Zeitgenössische Kunst im Berliner Palast der Republik

Tod als Trend

Ric Schachtebeck
19. September 2005
Der Berliner Palast der Republik atmet weiter! Einst politisches Symbol und kulturelles Herz der DDR, nach der Wende jedoch abgeschoben, ausgelacht, bekämpft, entkernt, asbestsaniert und dann zum Abschuss freigegeben, ist der Palast dennoch bis heute nicht tot zu kriegen. Jetzt haben die Künstler und Kuratoren Jonas Burgert und Ingolf Keiner das Gebäude in seiner Einzigartigkeit als Ausstellungsort entdeckt.

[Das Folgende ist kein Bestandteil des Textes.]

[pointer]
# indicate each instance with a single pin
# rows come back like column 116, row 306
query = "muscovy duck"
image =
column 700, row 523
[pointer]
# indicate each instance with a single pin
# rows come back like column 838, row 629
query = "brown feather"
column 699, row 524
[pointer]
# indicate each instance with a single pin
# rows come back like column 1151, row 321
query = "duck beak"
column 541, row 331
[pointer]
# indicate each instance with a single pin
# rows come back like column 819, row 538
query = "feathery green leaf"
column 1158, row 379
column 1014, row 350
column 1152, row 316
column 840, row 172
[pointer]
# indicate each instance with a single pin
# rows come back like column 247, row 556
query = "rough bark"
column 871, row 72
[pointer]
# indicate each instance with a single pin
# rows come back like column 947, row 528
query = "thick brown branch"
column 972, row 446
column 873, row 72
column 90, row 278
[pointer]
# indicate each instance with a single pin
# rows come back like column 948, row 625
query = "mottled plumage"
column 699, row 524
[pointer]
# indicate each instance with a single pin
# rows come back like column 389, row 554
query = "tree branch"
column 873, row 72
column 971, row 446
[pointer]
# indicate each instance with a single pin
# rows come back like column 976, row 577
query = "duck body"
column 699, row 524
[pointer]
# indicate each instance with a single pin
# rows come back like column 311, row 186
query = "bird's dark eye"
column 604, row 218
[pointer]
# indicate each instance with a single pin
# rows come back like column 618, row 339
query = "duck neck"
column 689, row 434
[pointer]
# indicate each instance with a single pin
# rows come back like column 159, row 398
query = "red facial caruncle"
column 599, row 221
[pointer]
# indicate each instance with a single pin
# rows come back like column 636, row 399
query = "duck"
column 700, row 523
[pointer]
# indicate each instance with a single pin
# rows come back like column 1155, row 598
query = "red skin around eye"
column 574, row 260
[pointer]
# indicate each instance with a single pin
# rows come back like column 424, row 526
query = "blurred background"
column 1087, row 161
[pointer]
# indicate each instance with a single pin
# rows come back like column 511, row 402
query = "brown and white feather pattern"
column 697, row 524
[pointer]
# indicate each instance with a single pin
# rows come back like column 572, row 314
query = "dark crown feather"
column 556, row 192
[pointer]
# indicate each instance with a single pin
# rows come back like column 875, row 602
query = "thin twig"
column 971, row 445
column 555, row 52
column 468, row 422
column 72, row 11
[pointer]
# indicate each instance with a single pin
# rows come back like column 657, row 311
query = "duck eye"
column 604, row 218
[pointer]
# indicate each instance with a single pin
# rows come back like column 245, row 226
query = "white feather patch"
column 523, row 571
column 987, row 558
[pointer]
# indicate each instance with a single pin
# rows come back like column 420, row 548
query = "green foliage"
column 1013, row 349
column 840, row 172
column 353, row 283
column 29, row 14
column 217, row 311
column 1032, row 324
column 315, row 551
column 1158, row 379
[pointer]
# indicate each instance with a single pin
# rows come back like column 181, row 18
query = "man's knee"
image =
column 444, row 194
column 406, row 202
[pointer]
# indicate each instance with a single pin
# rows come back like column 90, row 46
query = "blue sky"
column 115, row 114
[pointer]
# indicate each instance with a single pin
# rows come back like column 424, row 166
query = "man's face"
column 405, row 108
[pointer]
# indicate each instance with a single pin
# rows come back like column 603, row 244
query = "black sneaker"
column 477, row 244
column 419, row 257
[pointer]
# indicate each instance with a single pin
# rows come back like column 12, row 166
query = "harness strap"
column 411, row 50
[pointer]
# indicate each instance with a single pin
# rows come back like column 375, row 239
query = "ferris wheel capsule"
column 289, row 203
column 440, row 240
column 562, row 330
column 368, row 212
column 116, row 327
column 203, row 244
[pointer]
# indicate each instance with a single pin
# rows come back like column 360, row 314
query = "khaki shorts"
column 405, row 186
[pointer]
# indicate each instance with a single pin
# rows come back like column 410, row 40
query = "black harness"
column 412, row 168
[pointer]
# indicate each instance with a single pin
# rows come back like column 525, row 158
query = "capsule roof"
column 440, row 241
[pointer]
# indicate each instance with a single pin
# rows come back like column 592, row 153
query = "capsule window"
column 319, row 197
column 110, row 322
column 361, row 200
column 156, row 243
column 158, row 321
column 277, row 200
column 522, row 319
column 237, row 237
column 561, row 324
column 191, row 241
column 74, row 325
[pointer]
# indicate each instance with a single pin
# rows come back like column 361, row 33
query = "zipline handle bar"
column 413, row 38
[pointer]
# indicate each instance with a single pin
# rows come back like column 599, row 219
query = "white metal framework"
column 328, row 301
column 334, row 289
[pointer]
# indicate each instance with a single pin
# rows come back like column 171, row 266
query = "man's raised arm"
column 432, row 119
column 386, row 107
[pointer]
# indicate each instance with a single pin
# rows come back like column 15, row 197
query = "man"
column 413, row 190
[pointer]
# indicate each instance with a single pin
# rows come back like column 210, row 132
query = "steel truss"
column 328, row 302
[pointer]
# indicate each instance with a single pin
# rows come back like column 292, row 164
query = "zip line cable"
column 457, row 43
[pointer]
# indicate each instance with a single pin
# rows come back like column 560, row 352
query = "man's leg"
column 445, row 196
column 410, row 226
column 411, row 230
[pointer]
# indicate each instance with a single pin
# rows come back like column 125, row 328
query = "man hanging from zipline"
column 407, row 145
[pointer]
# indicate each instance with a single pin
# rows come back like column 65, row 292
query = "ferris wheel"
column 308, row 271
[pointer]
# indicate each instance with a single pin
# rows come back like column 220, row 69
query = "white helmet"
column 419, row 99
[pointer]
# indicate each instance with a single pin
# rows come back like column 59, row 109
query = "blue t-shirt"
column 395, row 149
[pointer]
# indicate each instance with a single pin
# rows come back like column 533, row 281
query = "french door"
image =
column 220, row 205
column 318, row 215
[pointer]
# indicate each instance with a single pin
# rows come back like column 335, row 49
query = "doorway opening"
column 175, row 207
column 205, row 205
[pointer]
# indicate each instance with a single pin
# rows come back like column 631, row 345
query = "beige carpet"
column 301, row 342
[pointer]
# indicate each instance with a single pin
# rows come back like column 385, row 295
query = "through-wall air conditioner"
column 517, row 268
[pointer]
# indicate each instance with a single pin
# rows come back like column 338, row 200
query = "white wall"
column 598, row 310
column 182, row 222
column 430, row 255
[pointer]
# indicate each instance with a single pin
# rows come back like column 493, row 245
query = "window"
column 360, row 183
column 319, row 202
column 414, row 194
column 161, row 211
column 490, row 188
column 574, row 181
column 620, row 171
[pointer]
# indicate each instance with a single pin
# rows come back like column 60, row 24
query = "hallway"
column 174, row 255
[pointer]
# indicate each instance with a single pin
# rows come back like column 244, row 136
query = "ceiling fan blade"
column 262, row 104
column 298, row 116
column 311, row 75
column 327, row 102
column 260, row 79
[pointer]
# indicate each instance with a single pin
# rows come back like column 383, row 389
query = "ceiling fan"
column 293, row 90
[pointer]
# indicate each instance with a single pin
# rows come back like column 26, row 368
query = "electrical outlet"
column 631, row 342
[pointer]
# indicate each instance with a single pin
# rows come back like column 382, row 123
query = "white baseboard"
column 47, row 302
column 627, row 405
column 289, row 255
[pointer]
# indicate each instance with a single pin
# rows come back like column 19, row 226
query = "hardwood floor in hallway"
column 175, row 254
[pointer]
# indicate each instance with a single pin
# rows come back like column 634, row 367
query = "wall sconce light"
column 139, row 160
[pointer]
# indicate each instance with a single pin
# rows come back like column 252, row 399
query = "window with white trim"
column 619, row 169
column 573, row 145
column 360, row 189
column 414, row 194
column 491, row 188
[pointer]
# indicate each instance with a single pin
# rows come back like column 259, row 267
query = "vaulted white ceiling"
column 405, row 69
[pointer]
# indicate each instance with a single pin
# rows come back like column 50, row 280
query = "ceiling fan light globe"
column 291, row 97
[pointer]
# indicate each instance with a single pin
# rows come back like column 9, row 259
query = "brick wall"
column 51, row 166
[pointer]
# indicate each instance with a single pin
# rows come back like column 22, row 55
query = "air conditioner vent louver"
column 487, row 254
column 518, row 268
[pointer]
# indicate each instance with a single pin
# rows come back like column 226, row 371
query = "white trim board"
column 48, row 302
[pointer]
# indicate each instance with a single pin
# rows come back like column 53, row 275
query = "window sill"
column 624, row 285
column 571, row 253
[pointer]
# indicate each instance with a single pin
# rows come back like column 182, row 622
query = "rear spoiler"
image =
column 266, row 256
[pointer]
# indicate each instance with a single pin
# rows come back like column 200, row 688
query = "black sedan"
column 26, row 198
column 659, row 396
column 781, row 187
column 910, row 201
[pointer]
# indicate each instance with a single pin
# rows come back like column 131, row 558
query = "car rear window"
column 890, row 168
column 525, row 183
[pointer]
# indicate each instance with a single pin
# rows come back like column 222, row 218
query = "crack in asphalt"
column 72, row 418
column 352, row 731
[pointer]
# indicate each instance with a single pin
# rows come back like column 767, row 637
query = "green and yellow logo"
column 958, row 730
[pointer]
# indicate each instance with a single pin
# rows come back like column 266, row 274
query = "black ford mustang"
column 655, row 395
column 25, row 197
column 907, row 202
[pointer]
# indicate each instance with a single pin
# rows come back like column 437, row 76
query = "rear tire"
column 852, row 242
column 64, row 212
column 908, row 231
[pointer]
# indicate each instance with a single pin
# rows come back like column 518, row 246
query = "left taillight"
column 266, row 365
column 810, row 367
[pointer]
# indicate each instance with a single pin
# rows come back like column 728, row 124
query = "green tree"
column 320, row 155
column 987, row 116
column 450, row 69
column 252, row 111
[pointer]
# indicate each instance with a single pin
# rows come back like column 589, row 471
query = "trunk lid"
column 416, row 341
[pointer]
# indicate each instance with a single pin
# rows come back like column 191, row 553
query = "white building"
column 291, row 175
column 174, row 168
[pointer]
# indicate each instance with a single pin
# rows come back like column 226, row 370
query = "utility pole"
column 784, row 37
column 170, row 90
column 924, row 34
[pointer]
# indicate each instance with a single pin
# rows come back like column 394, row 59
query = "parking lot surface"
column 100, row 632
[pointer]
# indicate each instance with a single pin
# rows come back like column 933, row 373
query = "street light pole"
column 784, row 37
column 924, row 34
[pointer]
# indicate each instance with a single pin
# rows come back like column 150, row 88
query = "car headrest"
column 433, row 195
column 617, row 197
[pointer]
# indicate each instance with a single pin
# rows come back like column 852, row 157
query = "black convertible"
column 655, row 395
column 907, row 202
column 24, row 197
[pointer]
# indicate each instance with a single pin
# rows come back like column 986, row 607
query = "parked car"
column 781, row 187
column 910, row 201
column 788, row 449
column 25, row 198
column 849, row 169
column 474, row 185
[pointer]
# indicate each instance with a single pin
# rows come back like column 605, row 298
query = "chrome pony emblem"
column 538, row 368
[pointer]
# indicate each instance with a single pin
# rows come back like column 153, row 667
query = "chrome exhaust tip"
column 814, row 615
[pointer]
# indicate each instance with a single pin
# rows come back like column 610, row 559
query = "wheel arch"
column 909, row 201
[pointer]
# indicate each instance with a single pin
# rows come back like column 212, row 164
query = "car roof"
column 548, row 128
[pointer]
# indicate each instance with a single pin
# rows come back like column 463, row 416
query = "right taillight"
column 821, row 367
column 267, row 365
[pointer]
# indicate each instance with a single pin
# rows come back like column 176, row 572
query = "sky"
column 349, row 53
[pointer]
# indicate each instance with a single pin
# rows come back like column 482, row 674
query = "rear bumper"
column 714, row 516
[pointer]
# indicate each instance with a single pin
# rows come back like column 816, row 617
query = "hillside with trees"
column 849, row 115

Mit ihrer „FRAKTALE IV“ setzen sie eine Ausstellungsreihe fort, deren Ziel es ist „in einer Zeit des Werteverlustes substanzielle Fragen an die menschliche Existenz zu formulieren“. Im Zentrum ihrer ästhetischen Auseinandersetzung standen bei vorigen „FRAKTALE“-Ausstellungen jeweils Phänomene wie Natur, Evolution und Metaphysik. Da erscheint es nur logisch, dass sie – zeitgemäß, wie die Reihe sich gibt – „FRAKTALE IV“ dem Thema Tod widmen. Vor allen Dingen ist dabei den Kuratoren und ihrem Team eines gelungen: Sie machen überzeugend deutlich, welch großartiges Potential noch immer in diesem Gebäude steckt.